Diversity of opinion on Brexit manifest on Birmingham’s streets

With just a few days until vote, all seem to be accommodating each other’s differences

Femi Oluwele outside the Rotunda Birmingham. “A lot of this referendum has been xenophobia disguised as patriotism,” he says. “Even when most economic experts are saying we’d be better to remain, immigration is still being raised as an issue.”
Femi Oluwele outside the Rotunda Birmingham. “A lot of this referendum has been xenophobia disguised as patriotism,” he says. “Even when most economic experts are saying we’d be better to remain, immigration is still being raised as an issue.”

At the Rotunda in Birmingham’s Bullring, the centre of one of Britain’s most ethnically diverse cities, all human life has come to shop, eat and serve. People here are from all over the world but many were born and reared in Birmingham.

It may be one of the few cities where The Hot Sausage Company, selling the porky products Birmingham people adore, can rub up against “Islamwise” – a stall offering religious pamphlets and promising to “nurture souls through education and support”.

Pork is haram (or forbidden) under Islamic law, but practising Muslims Osama and John, who are manning the stall, show cheerful tolerance.

It is just a few days until the EU referendum vote, and the political temperature in the UK is rising accordingly.
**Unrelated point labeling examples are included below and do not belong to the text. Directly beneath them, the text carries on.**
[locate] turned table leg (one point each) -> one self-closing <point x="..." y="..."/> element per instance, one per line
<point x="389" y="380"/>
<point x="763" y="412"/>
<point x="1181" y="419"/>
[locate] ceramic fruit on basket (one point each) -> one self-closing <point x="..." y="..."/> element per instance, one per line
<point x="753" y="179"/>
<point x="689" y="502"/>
Photograph: Manuel Lorenzo/EPA
It is just a few days until the EU referendum vote, and the political temperature in the UK is rising accordingly. Photograph: Manuel Lorenzo/EPA
Danny Lord at his stall in Birmingham. Lord plans to vote Leave on Thursday, he says. “This country should make its own laws. And we’re full up. We should put our own people first.”
Danny Lord at his stall in Birmingham. Lord plans to vote Leave on Thursday, he says. “This country should make its own laws. And we’re full up. We should put our own people first.”

It is just a few days until the EU referendum vote and everyone is represented here in Birmingham today and they all seem to be accommodating each other’s differences.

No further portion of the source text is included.